When you keep working hard, feeling like getting nowhere. Invisible metrics are killing your motivation.

Nothing frustrates the brain more than effort with no ROI.

Here’s the peculiar part: often, the return is there. You just never looked for it.

Someone on the mountain today asked me how hard it is to sell human development to companies.

“Quite a battle.”

Because most people development isn’t designed to measure the ROI that companies care about. So leadership spends the budget because there’s budget to spend. They sit through the training. They nod. Six months later, nobody remembers what changed.

Because nobody tracked the right thing.

Was the ROI there? Productivity. Retention. Performance. The bottom line that moved?

Sometimes yes. Sometimes no.

But if you don’t measure it, you’ll never know either way. And not knowing makes the next time so much harder to “buy”. And everyone loses.

When you believe your effort was a waste, even when it wasn’t, your motivation to try something similar will go waaaaaaay down. And the next time someone offers you a program, a coach, a protocol — you’re a hard sell. Good luck changing your mind!

This is why, before we do anything else, I get obsessively clear with every coaching client on what they actually care about. What does better look like? What does winning look like? In your work, your health, your life?

Name it, picture it, describe it before we begin.

Because if we don’t name it, we won’t design for it. If we don’t design for it, we won’t measure it. And if we don’t measure it — we can do real work together, meaningful work, work that changes something — and you’ll still walk away thinking: what was even the point?

The measurement also makes the tools’ choice more precise.
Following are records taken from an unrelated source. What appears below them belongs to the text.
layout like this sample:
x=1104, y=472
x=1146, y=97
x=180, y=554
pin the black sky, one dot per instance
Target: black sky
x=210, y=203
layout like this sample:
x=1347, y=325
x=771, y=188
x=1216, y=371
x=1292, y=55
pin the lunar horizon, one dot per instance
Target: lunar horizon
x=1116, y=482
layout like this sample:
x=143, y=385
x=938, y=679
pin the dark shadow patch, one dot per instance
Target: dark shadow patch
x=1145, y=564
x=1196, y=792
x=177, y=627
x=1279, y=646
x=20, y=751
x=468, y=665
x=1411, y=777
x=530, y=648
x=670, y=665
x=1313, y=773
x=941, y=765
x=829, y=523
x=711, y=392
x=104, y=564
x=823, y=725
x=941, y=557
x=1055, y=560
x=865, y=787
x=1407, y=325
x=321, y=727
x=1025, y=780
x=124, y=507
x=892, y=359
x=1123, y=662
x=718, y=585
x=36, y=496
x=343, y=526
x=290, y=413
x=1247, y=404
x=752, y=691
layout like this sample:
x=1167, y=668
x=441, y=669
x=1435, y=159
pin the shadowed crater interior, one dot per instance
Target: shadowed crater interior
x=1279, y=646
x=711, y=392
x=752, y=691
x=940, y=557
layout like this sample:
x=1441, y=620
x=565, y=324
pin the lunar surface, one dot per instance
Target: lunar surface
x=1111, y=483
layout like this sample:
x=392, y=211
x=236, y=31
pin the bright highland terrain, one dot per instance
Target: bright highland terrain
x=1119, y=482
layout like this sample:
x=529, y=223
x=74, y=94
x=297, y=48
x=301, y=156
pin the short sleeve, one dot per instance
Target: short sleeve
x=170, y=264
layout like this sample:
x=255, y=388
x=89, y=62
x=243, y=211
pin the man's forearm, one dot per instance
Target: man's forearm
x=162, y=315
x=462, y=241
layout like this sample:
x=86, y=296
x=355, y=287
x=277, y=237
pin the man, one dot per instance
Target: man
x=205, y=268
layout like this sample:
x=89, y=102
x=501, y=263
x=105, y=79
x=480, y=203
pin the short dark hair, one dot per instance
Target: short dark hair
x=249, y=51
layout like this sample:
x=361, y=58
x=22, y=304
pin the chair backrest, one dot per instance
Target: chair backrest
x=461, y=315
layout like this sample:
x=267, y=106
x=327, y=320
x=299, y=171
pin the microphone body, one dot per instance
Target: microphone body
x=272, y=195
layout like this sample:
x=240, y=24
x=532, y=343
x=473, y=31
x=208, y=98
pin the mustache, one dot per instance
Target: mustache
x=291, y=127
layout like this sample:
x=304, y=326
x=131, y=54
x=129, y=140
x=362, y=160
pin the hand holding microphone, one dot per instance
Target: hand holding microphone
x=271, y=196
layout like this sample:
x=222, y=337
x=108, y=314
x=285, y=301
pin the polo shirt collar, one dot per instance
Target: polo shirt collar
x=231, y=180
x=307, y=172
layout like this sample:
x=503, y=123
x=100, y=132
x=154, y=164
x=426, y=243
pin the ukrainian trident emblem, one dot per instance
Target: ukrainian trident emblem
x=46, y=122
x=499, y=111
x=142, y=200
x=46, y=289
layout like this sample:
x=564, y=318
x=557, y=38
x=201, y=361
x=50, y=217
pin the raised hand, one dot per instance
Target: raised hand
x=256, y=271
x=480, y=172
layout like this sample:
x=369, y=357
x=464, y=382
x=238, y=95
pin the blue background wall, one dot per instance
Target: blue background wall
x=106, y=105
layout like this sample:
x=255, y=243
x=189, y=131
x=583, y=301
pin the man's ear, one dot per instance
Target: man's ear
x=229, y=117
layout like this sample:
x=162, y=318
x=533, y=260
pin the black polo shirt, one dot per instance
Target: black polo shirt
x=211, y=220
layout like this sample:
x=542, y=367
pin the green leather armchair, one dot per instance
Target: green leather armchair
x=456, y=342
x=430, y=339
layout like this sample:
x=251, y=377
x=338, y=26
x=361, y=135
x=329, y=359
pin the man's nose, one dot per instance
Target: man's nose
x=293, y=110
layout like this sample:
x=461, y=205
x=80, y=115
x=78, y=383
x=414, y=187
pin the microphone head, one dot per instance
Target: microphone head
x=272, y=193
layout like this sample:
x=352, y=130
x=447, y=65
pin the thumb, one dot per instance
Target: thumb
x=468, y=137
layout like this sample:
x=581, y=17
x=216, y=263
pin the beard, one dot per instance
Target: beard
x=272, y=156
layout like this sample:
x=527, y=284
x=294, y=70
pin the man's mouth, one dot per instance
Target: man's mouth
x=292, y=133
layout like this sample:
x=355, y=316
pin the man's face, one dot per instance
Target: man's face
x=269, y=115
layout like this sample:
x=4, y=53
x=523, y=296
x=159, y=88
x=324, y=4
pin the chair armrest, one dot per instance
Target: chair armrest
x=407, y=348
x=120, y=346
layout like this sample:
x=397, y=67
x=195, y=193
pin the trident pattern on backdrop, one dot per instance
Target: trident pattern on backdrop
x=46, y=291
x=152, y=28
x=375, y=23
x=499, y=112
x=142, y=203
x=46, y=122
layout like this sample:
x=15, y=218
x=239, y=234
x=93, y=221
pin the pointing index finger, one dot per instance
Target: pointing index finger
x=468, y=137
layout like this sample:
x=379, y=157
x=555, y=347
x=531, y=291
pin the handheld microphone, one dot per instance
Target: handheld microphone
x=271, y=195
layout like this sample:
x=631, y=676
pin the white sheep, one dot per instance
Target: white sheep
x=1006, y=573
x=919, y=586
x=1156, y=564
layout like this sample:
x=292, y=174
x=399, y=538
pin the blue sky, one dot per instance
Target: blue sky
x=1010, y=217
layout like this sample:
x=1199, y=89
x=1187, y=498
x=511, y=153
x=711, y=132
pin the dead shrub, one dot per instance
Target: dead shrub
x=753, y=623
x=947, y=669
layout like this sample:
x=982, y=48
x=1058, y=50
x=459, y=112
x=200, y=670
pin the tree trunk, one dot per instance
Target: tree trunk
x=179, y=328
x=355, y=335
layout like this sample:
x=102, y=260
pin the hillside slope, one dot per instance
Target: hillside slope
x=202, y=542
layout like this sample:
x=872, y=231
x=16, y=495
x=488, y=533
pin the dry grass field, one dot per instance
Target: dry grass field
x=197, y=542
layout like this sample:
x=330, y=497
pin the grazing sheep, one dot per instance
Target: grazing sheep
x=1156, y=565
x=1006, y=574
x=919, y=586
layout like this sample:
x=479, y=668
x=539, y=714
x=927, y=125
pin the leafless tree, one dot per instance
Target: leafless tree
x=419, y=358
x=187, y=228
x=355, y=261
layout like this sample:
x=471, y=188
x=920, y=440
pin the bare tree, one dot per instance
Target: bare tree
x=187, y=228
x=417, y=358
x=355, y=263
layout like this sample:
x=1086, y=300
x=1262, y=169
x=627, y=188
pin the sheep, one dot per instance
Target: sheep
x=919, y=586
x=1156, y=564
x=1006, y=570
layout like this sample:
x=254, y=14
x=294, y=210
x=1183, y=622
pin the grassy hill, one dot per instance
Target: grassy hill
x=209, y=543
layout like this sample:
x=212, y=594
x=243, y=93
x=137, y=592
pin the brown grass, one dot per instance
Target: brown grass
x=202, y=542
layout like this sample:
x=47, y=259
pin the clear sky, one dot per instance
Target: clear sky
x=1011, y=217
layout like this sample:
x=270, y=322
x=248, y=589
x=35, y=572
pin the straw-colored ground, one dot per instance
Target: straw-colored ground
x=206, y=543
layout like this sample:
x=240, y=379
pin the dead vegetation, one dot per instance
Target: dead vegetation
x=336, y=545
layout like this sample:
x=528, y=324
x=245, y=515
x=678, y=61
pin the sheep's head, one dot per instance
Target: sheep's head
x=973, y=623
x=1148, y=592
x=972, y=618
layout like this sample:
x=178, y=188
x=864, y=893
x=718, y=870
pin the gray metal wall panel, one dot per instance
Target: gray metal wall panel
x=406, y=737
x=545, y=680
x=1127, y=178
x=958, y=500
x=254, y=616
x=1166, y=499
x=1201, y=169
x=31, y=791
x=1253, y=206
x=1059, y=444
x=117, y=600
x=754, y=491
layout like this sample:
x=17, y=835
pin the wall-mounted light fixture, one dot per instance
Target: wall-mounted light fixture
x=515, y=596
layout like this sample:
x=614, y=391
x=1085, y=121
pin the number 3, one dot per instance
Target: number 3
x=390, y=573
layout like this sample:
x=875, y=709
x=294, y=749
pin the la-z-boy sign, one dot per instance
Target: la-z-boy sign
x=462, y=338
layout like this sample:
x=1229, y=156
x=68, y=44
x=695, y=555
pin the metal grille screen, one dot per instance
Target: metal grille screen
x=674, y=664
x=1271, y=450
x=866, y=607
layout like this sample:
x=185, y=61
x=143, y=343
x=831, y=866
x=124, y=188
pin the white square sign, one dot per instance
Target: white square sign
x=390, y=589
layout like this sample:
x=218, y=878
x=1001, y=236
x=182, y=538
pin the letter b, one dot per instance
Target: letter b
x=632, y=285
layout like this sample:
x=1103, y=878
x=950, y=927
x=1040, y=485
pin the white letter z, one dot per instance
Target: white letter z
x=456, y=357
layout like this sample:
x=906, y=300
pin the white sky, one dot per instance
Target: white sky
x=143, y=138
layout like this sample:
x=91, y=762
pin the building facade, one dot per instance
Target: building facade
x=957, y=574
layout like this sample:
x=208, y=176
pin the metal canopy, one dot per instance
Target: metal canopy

You want to lose weight? Track the calories. Not as punishment. As information you need to adjust the most important lever for the progress YOU want. Without the number, you’re guessing. You might get stronger, sleep better, feel lighter in your body — and still feel like you failed, because the thing you said you cared about didn’t move. So next time someone offers you a path, you shake your head. Already tried that - didn’t work.

But could it?

Before every sales cycle, every business development push, every new health protocol I consider — I ask myself 2 questions,

Why am I doing this?

Am I measuring the right thing to know if it’s working?

So I don’t end up working hard and feeling like it all was a waste.

Over to you, dear reader,

What are you working on right now that you’ve never actually defined success for? And what do you need to start measuring to feel like your efforts aren’t a waste?